A Rotenone is a reversible mitochondrial electron transport chain complex I inhibitor. B Cytotoxicity of rotenone in JEG-3, n = 4, 48 hrs. C Rotenone inhibits ZIKV growth in JEG-3 infected cells (MOI = 0.1, 48 hrs, n = 3) as determined by plaque assay. D Miro1 reducer induces proteasomal degradation of MIRO1. E Cytotoxicity of Miro1 reducer in JEG-3 cells, n = 4, 48 hrs. F Miro1 reducer inhibits ZIKV growth in JEG-3 infected cells (MOI = 0.1, 48 hrs, n = 3) as determined by plaque assay. G-K IFN levels in ZIKV infected (MOI = 0.1, 48 hrs, n = 4) JEG-3 cells treated with Rotenone (0.01 μM; DMSO 0.0001%) and Miro1 reducer (40 μM; DMSO 0.4%).
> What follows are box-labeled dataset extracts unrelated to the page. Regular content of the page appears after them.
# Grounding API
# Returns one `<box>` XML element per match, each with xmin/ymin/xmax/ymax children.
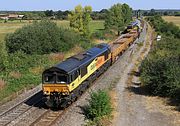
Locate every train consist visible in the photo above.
<box><xmin>42</xmin><ymin>20</ymin><xmax>142</xmax><ymax>108</ymax></box>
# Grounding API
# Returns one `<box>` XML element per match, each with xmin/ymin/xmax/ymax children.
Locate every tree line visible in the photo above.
<box><xmin>141</xmin><ymin>16</ymin><xmax>180</xmax><ymax>101</ymax></box>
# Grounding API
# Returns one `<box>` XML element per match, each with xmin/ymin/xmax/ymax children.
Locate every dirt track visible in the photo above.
<box><xmin>112</xmin><ymin>23</ymin><xmax>179</xmax><ymax>126</ymax></box>
<box><xmin>0</xmin><ymin>21</ymin><xmax>178</xmax><ymax>126</ymax></box>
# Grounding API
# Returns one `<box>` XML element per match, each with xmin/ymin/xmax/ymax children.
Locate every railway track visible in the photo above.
<box><xmin>0</xmin><ymin>92</ymin><xmax>42</xmax><ymax>126</ymax></box>
<box><xmin>30</xmin><ymin>66</ymin><xmax>111</xmax><ymax>126</ymax></box>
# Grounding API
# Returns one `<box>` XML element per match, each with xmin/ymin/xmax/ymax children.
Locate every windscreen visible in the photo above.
<box><xmin>44</xmin><ymin>74</ymin><xmax>55</xmax><ymax>83</ymax></box>
<box><xmin>57</xmin><ymin>74</ymin><xmax>68</xmax><ymax>84</ymax></box>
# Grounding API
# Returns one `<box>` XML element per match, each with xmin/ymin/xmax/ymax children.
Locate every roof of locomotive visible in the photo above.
<box><xmin>44</xmin><ymin>43</ymin><xmax>109</xmax><ymax>73</ymax></box>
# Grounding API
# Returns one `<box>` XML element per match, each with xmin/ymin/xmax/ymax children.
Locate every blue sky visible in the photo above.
<box><xmin>0</xmin><ymin>0</ymin><xmax>180</xmax><ymax>11</ymax></box>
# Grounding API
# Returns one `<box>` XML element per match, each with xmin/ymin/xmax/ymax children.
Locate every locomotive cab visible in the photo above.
<box><xmin>42</xmin><ymin>67</ymin><xmax>70</xmax><ymax>95</ymax></box>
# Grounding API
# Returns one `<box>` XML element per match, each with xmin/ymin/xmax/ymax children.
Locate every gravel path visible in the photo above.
<box><xmin>112</xmin><ymin>22</ymin><xmax>176</xmax><ymax>126</ymax></box>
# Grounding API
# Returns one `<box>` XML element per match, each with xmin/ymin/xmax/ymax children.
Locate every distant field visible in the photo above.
<box><xmin>163</xmin><ymin>16</ymin><xmax>180</xmax><ymax>27</ymax></box>
<box><xmin>0</xmin><ymin>21</ymin><xmax>104</xmax><ymax>41</ymax></box>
Secreted IFN levels in ZIKV-infected cells treated with rotenone or Miro1 reducer are expressed in pg/mL. Data are presented as median and interquartile range (G, H) and mean ± SEM (B, C, E, F, I, J, K). Statistical significance was determined by ANOVA followed by Dunnett’s multiple comparison tests (B, C, E, F, I, J, K) and Kruskal-Wallis followed by Dunn’s multiple comparison tests (G, H). *= P ≤ 0.05, ***= P ≤ 0.001, and ****= P ≤ 0.0001. Figures A and D were created in BioRender.129. Source data are provided as a Source Data file.